18
Im Hafen von Leith lagen zahllose Schiffe und Boote vor Anker, und der Mann, der Sophia ruderte, musste sich vorsichtig einen Weg suchen. Leith war der Hafen von Edinburgh, in dem es immer geschäftig zuging, so dass man fast das Gefühl hatte, angefeuert von den Rufen der angetrunkenen Seeleute von Boot zu Boot über das grüne Wasser gehen zu können.
Sophia zog die Kapuze tiefer ins Gesicht und wandte traurig den Blick von dem französischen Schiff ab, dessen Segel in Fetzen herunterhingen und dessen Flanken von Kanonenkugeln der Engländer zerrissen waren.
Die Leopard hingegen lag träge im Wasser wie die große Raubkatze, nach der sie benannt war.
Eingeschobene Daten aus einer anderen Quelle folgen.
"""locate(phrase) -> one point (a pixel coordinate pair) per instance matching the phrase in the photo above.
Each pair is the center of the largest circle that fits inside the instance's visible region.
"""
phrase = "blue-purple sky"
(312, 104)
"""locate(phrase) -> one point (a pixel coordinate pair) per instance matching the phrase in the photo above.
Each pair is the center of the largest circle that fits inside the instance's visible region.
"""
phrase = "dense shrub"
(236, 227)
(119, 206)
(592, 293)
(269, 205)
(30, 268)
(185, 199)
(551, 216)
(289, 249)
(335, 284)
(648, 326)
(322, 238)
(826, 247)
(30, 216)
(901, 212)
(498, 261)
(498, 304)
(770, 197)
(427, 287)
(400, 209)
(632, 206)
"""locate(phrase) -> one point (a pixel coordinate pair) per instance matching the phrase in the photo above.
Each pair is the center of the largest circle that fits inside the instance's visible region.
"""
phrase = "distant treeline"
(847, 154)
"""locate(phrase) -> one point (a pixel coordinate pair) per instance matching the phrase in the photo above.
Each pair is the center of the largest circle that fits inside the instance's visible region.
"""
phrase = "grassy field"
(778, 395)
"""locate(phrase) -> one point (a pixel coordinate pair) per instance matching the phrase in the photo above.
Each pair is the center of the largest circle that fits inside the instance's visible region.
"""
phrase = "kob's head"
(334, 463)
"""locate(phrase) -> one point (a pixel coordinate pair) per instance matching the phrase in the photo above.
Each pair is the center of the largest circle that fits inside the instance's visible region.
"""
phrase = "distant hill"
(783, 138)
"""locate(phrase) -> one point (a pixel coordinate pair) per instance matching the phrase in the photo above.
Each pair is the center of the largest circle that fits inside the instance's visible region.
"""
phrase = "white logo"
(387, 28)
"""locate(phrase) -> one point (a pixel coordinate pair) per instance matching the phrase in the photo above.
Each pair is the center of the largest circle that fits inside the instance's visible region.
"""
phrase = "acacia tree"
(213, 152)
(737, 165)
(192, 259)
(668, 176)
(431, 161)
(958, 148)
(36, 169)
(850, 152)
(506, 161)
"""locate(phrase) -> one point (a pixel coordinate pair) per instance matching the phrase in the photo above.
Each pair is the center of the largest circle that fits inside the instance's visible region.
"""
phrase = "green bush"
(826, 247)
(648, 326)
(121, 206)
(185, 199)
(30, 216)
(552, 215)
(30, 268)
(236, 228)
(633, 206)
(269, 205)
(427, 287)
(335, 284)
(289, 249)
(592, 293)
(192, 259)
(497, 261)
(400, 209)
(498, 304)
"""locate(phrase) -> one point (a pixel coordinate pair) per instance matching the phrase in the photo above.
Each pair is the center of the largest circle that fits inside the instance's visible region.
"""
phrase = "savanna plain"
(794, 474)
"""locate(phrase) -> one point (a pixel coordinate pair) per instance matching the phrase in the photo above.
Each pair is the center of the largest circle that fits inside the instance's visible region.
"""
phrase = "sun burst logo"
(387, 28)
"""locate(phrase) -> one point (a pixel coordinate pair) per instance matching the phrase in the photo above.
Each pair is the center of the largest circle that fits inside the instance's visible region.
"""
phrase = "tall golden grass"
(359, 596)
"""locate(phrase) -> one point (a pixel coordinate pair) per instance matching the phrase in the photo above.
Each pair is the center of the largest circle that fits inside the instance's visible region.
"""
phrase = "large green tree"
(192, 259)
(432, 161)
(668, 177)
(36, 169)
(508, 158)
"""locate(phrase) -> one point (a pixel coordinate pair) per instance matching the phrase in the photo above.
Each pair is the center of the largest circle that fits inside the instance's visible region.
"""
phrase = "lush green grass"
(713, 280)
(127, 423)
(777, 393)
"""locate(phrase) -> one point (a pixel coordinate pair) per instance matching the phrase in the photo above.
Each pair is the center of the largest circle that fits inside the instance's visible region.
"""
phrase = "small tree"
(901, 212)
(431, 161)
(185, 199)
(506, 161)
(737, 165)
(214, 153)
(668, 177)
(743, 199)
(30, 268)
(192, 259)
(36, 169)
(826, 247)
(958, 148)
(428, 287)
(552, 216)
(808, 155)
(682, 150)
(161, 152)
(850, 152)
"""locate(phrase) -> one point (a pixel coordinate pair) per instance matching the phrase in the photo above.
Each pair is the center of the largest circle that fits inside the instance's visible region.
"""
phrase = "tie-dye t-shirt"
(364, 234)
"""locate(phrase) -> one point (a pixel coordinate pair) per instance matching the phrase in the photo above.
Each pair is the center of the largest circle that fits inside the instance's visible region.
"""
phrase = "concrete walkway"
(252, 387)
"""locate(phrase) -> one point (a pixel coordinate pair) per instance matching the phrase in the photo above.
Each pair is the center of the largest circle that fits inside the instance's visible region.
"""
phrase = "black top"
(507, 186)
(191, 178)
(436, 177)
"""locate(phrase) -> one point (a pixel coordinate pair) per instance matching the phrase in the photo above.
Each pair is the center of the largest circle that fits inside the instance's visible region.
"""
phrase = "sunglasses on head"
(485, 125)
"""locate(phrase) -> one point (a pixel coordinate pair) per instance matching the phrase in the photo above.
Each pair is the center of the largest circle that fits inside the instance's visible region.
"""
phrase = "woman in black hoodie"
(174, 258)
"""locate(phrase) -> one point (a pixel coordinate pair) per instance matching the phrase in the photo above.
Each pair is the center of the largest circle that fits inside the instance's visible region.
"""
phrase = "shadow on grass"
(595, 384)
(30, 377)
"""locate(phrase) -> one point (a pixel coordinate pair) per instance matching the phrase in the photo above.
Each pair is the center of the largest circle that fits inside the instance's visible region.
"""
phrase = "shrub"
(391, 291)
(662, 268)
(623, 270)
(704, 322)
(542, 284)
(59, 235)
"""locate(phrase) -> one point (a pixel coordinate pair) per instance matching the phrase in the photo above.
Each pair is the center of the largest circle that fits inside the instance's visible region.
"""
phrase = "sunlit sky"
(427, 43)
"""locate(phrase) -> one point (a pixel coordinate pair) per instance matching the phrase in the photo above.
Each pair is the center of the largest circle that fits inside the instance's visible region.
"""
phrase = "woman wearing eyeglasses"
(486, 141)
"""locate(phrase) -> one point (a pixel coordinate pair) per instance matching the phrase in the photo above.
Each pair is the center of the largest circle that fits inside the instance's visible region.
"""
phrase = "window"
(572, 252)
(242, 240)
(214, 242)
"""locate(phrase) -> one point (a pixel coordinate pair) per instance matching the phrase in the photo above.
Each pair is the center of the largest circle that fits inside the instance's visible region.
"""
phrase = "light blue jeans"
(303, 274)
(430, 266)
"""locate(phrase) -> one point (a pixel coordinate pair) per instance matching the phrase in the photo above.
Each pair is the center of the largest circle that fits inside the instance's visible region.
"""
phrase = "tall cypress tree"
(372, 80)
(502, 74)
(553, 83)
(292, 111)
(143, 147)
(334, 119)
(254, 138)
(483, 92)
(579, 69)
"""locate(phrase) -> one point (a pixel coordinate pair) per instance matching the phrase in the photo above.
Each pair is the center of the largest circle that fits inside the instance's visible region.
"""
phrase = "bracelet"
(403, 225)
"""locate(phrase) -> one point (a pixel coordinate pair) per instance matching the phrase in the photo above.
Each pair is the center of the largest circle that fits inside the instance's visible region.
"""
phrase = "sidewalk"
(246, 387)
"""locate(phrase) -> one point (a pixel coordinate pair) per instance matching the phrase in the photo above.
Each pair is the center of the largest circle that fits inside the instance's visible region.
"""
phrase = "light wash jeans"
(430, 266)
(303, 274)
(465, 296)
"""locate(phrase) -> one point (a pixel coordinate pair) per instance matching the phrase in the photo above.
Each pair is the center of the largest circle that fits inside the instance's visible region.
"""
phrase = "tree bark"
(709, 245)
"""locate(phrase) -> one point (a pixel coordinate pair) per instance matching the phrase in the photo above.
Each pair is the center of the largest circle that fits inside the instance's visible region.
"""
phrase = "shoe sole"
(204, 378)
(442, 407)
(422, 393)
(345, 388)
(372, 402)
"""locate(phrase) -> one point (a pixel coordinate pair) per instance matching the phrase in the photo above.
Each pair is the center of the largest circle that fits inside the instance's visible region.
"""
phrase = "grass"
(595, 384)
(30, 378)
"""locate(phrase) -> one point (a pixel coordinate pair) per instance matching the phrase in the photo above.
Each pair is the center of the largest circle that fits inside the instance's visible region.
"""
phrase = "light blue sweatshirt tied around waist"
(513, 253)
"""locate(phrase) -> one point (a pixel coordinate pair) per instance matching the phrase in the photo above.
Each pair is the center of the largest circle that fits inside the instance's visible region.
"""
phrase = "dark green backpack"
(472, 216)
Der Ruderer brachte ihr Boot knirschend längsseits, ergriff die von dem Schiff herunterhängende Strickleiter und rief hinauf: »Ich hab hier eine Dame für euren Captain.« Sein anzügliches Grinsen ließ keinen Zweifel daran, wofür er sie hielt.
Sophia machte sich nicht die Mühe, ihn eines Besseren zu belehren, bevor sie an Deck kletterte, wo sie klaglos den lüsternen Blick des Seemanns ertrug, der sie zum Kapitän führte.
Sie hörte die zweideutigen Bemerkungen der Mannschaft, schenkte ihnen aber genauso wenig Beachtung wie den Tauen und dem Geruch der feuchten Segel. So lange hatte sie davon geträumt, ein Schiffsdeck zu betreten, doch nun nahm sie kaum etwas von ihrer Umgebung wahr. Sie interessierte nur der Kapitän und was sie ihm sagen wollte.
Durch die Flügelfenster am anderen Ende der Kabine drang das klare Licht des Nachmittags herein und erhellte die holzvertäfelten Wände sowie den Schreibtisch, an dem der Kapitän saß.
»Besuch, Sir«, sagte der Matrose mit einem leisen Hüsteln und zog sich diskret zurück.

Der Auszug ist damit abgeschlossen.